April 25, 1980 – 30th Anniversary of Desert One, Hostage Rescue Attempt in Iran Fails by Gregory Hilton

It was 30 years ago today that eight U.S. servicemen died at the Desert One site south of Tehran, Iran. Their bodies had to be left behind, and at the time it was described as the worst humiliation the U.S. had ever suffered.
The military had begun planning a rescue just days after 3,000 Iranian students overran the American Embassy on November 4, 1979, and took the staff hostage. Round after round of secret negotiations with the Iranians fell apart. The Islamic Republic preferred to use the hostage issue as an embarrassment for the administration of President Jimmy Carter. The 53 hostages would eventually be held for 444 days.
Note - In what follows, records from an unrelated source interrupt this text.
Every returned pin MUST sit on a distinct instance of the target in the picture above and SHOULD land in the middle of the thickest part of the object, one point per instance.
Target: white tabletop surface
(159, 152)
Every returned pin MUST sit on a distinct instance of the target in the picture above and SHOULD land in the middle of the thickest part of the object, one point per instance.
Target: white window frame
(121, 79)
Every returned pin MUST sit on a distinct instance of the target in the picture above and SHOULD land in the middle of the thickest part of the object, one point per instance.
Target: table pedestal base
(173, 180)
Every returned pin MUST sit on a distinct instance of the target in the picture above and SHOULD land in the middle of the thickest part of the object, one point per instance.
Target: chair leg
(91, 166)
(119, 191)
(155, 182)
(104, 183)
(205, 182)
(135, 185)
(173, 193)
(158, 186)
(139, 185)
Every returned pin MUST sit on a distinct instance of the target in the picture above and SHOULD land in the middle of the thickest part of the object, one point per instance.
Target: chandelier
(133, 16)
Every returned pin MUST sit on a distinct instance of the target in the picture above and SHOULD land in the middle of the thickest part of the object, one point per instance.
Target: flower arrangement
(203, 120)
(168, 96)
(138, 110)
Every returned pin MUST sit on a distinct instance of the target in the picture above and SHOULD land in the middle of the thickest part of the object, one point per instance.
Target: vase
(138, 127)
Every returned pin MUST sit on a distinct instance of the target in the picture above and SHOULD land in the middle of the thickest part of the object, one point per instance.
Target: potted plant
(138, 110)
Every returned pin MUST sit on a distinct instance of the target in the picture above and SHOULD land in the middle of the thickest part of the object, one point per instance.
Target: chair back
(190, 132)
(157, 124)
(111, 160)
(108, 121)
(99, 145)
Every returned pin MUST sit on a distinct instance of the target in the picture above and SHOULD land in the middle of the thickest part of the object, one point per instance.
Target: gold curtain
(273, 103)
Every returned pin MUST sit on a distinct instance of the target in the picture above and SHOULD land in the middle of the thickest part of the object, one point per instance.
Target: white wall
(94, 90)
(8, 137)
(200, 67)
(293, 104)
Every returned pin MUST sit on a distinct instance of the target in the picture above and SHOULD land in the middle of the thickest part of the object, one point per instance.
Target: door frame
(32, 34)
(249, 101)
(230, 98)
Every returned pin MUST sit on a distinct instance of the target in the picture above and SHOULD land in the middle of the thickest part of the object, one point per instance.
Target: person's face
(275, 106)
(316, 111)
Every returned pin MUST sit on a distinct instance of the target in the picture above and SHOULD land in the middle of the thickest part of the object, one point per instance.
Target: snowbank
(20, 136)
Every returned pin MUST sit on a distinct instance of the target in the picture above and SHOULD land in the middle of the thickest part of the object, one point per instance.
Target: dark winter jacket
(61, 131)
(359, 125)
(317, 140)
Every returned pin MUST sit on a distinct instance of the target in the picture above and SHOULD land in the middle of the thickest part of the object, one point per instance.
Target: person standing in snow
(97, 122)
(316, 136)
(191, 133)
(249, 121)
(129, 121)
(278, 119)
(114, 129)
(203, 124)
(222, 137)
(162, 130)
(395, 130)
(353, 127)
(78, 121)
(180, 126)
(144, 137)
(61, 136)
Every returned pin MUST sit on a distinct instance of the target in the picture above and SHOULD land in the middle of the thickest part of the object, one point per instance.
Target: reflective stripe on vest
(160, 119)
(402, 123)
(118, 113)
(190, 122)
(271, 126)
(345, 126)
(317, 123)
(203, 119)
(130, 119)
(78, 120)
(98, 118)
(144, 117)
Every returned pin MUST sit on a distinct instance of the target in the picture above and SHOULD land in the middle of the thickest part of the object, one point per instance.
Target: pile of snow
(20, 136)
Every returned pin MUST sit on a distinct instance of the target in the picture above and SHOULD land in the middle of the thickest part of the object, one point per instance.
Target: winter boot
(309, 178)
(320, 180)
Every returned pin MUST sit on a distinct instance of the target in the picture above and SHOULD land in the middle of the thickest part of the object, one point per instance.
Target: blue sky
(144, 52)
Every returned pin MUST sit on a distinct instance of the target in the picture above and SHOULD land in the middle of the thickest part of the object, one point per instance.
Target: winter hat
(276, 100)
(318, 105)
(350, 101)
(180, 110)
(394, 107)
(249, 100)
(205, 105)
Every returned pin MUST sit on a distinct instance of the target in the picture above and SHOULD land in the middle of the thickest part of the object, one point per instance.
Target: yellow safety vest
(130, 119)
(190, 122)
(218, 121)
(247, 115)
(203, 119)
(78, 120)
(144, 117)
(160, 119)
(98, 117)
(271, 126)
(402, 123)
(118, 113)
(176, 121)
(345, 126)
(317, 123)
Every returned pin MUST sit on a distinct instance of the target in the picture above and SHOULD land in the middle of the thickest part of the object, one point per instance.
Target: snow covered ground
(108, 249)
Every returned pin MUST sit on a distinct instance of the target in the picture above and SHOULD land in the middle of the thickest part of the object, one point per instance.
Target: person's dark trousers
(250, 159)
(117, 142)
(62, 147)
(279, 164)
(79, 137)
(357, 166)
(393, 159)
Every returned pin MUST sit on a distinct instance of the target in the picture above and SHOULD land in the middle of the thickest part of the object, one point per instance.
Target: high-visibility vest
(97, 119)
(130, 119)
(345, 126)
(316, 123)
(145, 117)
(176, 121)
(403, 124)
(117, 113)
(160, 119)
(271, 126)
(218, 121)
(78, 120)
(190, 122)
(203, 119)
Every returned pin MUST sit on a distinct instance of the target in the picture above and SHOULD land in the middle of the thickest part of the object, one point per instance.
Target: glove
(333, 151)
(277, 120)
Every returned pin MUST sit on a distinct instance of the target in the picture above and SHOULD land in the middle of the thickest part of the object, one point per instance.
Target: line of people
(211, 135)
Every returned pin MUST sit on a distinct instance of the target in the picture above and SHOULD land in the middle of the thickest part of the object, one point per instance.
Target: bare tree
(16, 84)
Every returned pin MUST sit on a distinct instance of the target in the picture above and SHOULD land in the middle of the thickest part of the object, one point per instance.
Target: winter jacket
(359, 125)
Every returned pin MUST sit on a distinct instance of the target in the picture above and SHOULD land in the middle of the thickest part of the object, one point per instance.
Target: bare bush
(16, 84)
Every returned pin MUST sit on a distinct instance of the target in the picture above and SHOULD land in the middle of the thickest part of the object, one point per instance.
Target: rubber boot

The plan was to drop 132 Delta Force soldiers on a spot in the Iranian desert. Lift them by helicopter to hiding spots sprinkled around the capital city of Tehran. They would then storm the American Embassy and rescue the 53 hostages and fly everyone to safety.
This was the first time Delta Force, the elite Army counterterrorism unit, would be used. The mission fell apart because of a sandstorm at the Desert One site. The end result was the loss of 8 service members, 7 helicopters, a C-130 aircraft, and they had not even made contact with the enemy. The mission was a complete disaster.
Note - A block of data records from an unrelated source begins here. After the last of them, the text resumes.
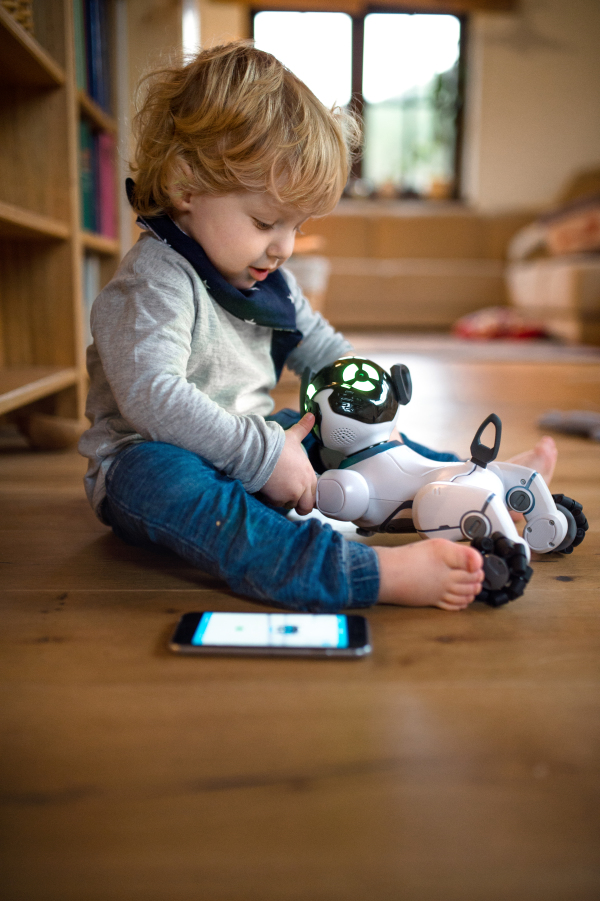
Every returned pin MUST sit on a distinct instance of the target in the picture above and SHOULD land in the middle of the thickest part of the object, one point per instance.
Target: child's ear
(181, 195)
(180, 199)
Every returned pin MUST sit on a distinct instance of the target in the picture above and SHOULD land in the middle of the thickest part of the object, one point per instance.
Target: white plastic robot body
(384, 486)
(450, 500)
(340, 433)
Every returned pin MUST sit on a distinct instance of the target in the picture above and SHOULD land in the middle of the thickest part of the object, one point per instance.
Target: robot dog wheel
(506, 569)
(576, 520)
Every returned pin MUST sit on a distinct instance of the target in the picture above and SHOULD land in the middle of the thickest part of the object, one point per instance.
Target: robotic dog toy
(385, 486)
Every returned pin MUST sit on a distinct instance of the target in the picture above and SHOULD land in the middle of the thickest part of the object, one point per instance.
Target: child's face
(244, 235)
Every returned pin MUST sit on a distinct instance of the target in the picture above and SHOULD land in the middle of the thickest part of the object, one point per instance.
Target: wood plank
(22, 59)
(16, 222)
(21, 385)
(361, 7)
(460, 761)
(100, 244)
Secretary of State Cyrus Vance immediately resigned in protest. The failure of this mission, Operation Eagle Claw, would be a prime motivator in the subsequent formation of the US Special Operations Command.
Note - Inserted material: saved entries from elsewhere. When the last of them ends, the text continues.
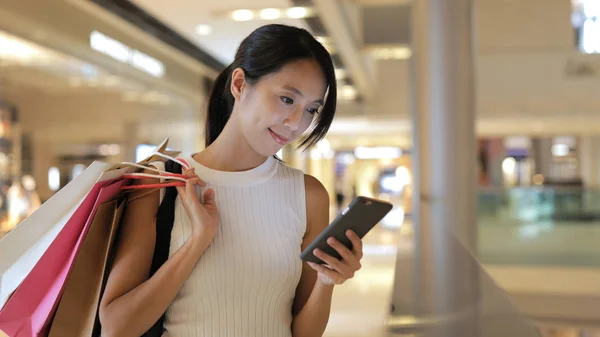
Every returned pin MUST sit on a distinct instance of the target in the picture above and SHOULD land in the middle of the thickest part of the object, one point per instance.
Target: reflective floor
(361, 306)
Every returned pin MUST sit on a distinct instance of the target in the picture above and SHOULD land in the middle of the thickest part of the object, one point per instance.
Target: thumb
(209, 197)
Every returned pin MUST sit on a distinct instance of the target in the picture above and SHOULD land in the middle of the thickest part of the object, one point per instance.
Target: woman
(234, 267)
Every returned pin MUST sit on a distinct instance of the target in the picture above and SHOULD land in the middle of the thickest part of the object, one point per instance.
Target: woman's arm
(312, 304)
(132, 302)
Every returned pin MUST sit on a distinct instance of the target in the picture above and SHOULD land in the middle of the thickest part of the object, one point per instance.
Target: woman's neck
(230, 152)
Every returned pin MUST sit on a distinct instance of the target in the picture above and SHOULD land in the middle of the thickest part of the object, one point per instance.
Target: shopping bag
(23, 247)
(30, 309)
(77, 313)
(78, 307)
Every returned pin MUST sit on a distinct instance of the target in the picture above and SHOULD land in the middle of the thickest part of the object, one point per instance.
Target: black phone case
(360, 216)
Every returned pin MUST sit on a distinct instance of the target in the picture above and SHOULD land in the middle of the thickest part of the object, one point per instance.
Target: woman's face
(279, 107)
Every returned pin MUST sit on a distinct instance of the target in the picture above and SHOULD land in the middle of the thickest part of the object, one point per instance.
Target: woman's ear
(238, 82)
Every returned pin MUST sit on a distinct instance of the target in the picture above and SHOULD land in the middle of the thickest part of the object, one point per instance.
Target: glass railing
(441, 290)
(539, 226)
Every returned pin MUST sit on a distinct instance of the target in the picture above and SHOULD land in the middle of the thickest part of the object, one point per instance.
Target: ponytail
(265, 51)
(220, 106)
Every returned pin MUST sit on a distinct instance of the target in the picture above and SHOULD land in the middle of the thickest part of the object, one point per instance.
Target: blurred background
(86, 80)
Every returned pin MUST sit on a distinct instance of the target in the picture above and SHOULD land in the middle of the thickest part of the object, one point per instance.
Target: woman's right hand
(203, 214)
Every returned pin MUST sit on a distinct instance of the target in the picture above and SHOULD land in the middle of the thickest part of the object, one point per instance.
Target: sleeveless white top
(244, 284)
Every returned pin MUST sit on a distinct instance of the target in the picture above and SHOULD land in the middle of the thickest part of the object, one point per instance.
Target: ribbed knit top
(245, 282)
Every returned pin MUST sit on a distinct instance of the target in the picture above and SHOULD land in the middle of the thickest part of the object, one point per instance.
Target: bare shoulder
(317, 204)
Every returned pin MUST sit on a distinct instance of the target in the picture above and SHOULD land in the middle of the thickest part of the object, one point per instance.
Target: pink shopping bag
(30, 309)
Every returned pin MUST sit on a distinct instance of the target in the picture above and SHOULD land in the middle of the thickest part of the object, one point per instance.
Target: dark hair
(265, 51)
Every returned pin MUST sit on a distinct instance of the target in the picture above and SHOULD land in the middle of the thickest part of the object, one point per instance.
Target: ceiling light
(270, 14)
(394, 53)
(75, 82)
(242, 15)
(111, 81)
(131, 96)
(348, 92)
(340, 74)
(321, 39)
(203, 30)
(297, 12)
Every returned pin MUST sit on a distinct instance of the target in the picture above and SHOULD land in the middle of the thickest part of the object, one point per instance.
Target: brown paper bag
(78, 307)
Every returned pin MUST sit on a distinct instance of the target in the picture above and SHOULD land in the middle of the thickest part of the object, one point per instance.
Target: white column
(438, 285)
(444, 120)
(588, 153)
In the post Vietnam era, the U.S. military had suffered a decade of neglect. In the summer of 1980 the Republican Party would adopt the Peace Through Strength Resolution which outlined the historic strategic and conventional moderization program which would be enacted in the next decade.
Ronald Reagan campaigned on a Peace Through Strength pledge and was elected in November of that year. Military pay, equipment, combat readiness and moral improved significantly, and in his memoirs, Jimmy Carter admitted his decision to reduce the Pentagon budget was wrong.